Once finalised, the smart contract pays USDC to the holders' wallets within minutes — no withdrawal fees beyond Polygon network gas. Kalshi settles in USD via CFTC clearance, Betfair in account currency net of commission, Manifold in play-money mana with no cash-out.
FAQ
- Where can I trade this market with the lowest fees?
- On Polymarket UK, which mirrors the Polymarket order book at 0% fees. Kalshi charges up to 7% per trade; Betfair Exchange takes 2-5% commission on net winnings.
- How does resolution work?
- Through the UMA Optimistic Oracle on Polygon: a proposer submits the outcome, a two-hour challenge window opens, and USDC payouts settle automatically once the result is final.
- What's the difference between YES and NO shares?

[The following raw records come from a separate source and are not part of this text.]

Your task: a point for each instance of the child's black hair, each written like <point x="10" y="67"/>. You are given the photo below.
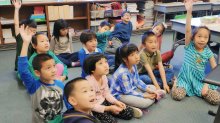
<point x="87" y="36"/>
<point x="39" y="59"/>
<point x="195" y="31"/>
<point x="160" y="23"/>
<point x="146" y="35"/>
<point x="34" y="38"/>
<point x="58" y="25"/>
<point x="104" y="23"/>
<point x="124" y="12"/>
<point x="89" y="63"/>
<point x="123" y="52"/>
<point x="29" y="22"/>
<point x="69" y="87"/>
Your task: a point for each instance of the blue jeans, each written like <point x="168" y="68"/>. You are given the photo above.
<point x="169" y="75"/>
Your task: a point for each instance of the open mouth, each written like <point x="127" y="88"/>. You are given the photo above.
<point x="92" y="100"/>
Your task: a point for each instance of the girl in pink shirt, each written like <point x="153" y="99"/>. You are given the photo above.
<point x="107" y="107"/>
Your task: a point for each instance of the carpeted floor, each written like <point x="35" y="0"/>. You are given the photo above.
<point x="15" y="104"/>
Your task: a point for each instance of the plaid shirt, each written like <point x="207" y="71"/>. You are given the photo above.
<point x="124" y="82"/>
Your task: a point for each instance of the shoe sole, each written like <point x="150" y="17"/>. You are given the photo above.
<point x="137" y="112"/>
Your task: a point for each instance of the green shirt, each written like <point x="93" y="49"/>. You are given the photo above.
<point x="65" y="71"/>
<point x="149" y="58"/>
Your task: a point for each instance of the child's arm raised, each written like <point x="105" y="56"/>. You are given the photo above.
<point x="151" y="74"/>
<point x="188" y="6"/>
<point x="30" y="83"/>
<point x="163" y="77"/>
<point x="17" y="5"/>
<point x="212" y="62"/>
<point x="26" y="35"/>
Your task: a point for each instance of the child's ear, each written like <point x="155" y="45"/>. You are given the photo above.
<point x="72" y="101"/>
<point x="125" y="60"/>
<point x="34" y="46"/>
<point x="37" y="73"/>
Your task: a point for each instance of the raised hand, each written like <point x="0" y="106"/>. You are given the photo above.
<point x="17" y="4"/>
<point x="188" y="4"/>
<point x="120" y="104"/>
<point x="26" y="34"/>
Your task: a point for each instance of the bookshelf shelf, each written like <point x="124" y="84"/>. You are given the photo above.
<point x="80" y="18"/>
<point x="75" y="18"/>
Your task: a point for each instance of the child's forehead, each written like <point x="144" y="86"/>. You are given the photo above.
<point x="42" y="37"/>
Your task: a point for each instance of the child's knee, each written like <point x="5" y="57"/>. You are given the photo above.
<point x="178" y="93"/>
<point x="212" y="97"/>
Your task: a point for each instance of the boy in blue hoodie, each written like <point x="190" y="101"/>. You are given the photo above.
<point x="47" y="92"/>
<point x="81" y="96"/>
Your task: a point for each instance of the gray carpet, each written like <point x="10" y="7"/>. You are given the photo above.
<point x="15" y="102"/>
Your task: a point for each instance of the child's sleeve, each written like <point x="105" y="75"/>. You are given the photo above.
<point x="124" y="83"/>
<point x="65" y="71"/>
<point x="26" y="76"/>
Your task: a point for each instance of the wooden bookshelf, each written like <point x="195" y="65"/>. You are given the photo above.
<point x="80" y="21"/>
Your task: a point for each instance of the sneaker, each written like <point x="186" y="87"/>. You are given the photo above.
<point x="137" y="112"/>
<point x="160" y="94"/>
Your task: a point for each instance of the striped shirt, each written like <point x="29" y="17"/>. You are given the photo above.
<point x="124" y="82"/>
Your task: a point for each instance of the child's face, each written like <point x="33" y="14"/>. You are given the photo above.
<point x="33" y="30"/>
<point x="91" y="45"/>
<point x="83" y="96"/>
<point x="64" y="32"/>
<point x="158" y="30"/>
<point x="133" y="58"/>
<point x="201" y="38"/>
<point x="126" y="18"/>
<point x="101" y="67"/>
<point x="48" y="70"/>
<point x="43" y="44"/>
<point x="151" y="43"/>
<point x="104" y="29"/>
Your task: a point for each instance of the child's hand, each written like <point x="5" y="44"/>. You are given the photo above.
<point x="102" y="30"/>
<point x="110" y="43"/>
<point x="150" y="96"/>
<point x="120" y="104"/>
<point x="17" y="4"/>
<point x="26" y="34"/>
<point x="157" y="87"/>
<point x="188" y="5"/>
<point x="61" y="78"/>
<point x="115" y="109"/>
<point x="166" y="88"/>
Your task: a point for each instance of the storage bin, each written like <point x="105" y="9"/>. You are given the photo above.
<point x="117" y="13"/>
<point x="108" y="13"/>
<point x="97" y="14"/>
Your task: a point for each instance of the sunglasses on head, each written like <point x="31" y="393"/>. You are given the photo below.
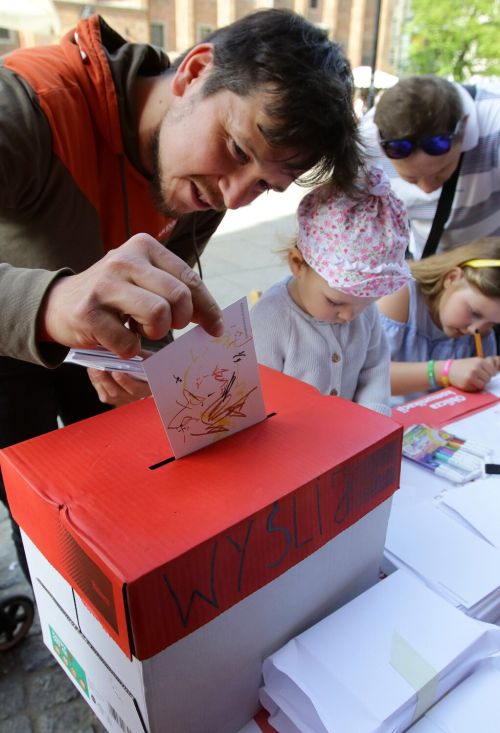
<point x="432" y="144"/>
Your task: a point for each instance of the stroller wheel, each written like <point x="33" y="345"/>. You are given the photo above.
<point x="16" y="617"/>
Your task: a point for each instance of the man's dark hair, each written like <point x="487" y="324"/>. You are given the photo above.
<point x="308" y="86"/>
<point x="417" y="107"/>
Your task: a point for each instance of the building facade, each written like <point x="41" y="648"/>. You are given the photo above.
<point x="175" y="25"/>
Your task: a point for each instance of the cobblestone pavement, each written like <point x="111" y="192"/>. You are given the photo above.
<point x="36" y="696"/>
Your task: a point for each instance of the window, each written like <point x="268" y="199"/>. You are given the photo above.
<point x="158" y="35"/>
<point x="204" y="31"/>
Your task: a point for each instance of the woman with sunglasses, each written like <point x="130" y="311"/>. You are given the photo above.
<point x="437" y="324"/>
<point x="419" y="133"/>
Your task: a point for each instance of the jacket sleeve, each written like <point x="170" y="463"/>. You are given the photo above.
<point x="373" y="389"/>
<point x="25" y="153"/>
<point x="21" y="294"/>
<point x="270" y="331"/>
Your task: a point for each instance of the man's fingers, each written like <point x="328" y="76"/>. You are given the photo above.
<point x="203" y="308"/>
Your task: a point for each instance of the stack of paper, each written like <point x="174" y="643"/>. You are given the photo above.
<point x="449" y="558"/>
<point x="476" y="507"/>
<point x="471" y="706"/>
<point x="376" y="664"/>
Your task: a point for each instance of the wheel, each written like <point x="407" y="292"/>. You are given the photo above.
<point x="16" y="617"/>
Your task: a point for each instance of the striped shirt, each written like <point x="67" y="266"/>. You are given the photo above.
<point x="476" y="206"/>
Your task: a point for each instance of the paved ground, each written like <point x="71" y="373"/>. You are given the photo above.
<point x="35" y="694"/>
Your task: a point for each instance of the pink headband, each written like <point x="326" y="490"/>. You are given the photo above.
<point x="356" y="244"/>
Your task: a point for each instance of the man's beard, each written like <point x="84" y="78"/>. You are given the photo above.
<point x="159" y="201"/>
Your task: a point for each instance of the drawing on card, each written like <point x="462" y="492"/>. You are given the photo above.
<point x="207" y="388"/>
<point x="213" y="398"/>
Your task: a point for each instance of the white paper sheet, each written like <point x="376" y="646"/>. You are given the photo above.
<point x="472" y="707"/>
<point x="445" y="554"/>
<point x="477" y="506"/>
<point x="369" y="666"/>
<point x="207" y="388"/>
<point x="107" y="361"/>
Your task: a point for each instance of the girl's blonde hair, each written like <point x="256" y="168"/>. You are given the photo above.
<point x="430" y="272"/>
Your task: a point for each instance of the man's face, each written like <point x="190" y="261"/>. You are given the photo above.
<point x="428" y="172"/>
<point x="209" y="153"/>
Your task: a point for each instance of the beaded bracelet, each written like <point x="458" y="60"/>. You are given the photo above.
<point x="445" y="380"/>
<point x="431" y="375"/>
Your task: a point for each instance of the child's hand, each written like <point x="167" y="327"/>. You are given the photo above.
<point x="473" y="374"/>
<point x="495" y="360"/>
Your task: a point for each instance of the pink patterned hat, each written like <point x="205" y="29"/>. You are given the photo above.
<point x="356" y="244"/>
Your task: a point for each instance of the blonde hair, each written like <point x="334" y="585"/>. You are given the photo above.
<point x="430" y="272"/>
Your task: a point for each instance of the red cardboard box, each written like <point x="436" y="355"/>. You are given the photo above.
<point x="164" y="552"/>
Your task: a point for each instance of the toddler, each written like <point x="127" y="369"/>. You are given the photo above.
<point x="321" y="324"/>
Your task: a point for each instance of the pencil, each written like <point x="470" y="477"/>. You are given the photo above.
<point x="479" y="344"/>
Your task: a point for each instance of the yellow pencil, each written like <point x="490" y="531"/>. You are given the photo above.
<point x="479" y="344"/>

- A YES share pays $1.00 if the event happens, $0 otherwise. A NO share pays $1.00 if the event doesn't happen. The market price between 0¢ and 100¢ is the implied probability.
- How fast are USDC deposits?
- Polygon credits deposits after 12 confirmations — usually under 30 seconds. Withdrawals follow the same path and land back in your wallet within minutes.
- How reliable are the quoted odds?
- The YES/NO percentages are the live mid-prices of the Polymarket order book. On deep markets they move every few seconds; on thinner ones you'll see short plateaus.